Lahan Garapan Diserobot, Ngadu ke Presiden

by -

Kepiluan tengah melanda Mansyur Sulaeman (71) petani lahan garapan di Desa Cijeruk, Kecamatan Cijeruk. Bukan tanpa alasan, lahan garapan miliknya dengan luas 60 hektare ternyata dikuasai bahkan disertifikatkan salah satu perusahaan. Bukan tanpa usaha untuk kembali memiliki yang menjadi haknya. Mansyur mengaku sudah melakukan berbagai upaya untuk menyelamatkan harta bendanya tersebut. Termasuk kepolisian dan Pemerintah Kabupaten (Pemkab) Bogor, namun hasilnya nihil.

Tak mau putus asa, dirinya berinisiatif mengirim surat kepada Presiden Joko Widodo lengkap dengan materai 6.000. Di hadapan awak media, dirinya juga memperlihatkan setumpuk kuitansi hasil pembelian serta peta lokasi lahan yang telah disertifikatkan. Pria paruh baya tersebut merupakan anggota Kelompok Tani (Poktan) Famili Tani Sejahtera di Kamung Neglasari.

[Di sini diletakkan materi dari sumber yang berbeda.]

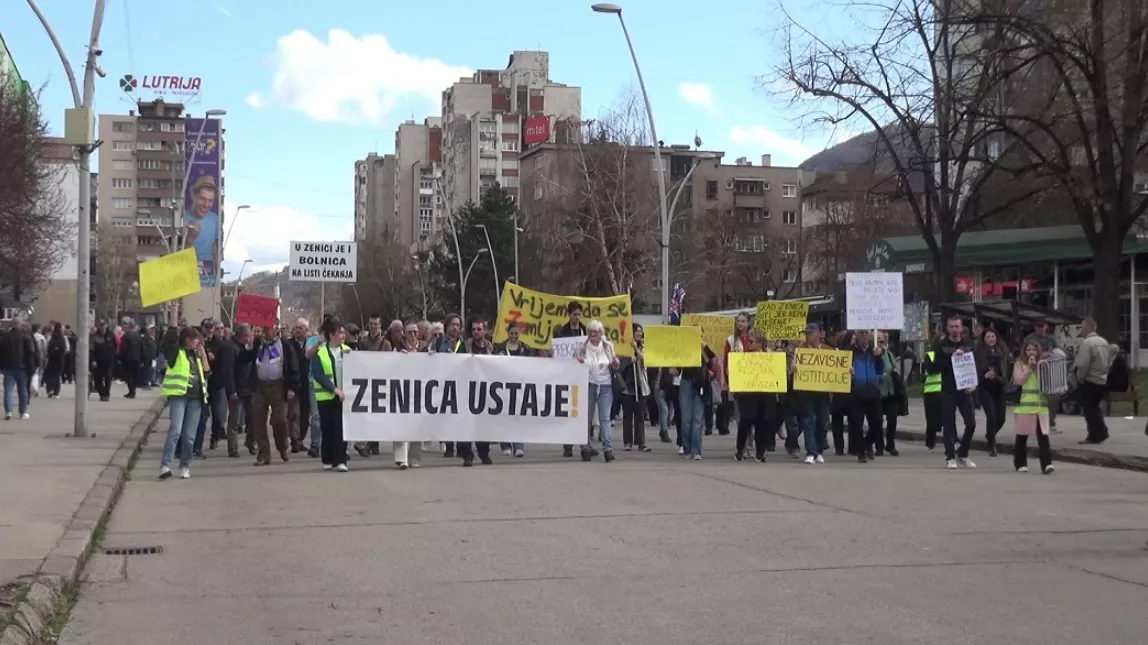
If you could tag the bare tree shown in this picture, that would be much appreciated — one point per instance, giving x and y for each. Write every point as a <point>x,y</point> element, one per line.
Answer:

“Assalamualaikum Pak Jokowi, tolong bantu saya dan warga Cijeruk Kabupaten Bogor. Mohon bantuanya, karena lahan garapan seluas 65 hektare telah disertifikatkan oleh PT Purbaya. Padahal yang 65 hektare belum pernah dijual, tapi sertifikat keluar, dasar apa pembebasan tidak ada, saya mohon keadilanya,” ujarnya seraya membacakan isi surat tersebut.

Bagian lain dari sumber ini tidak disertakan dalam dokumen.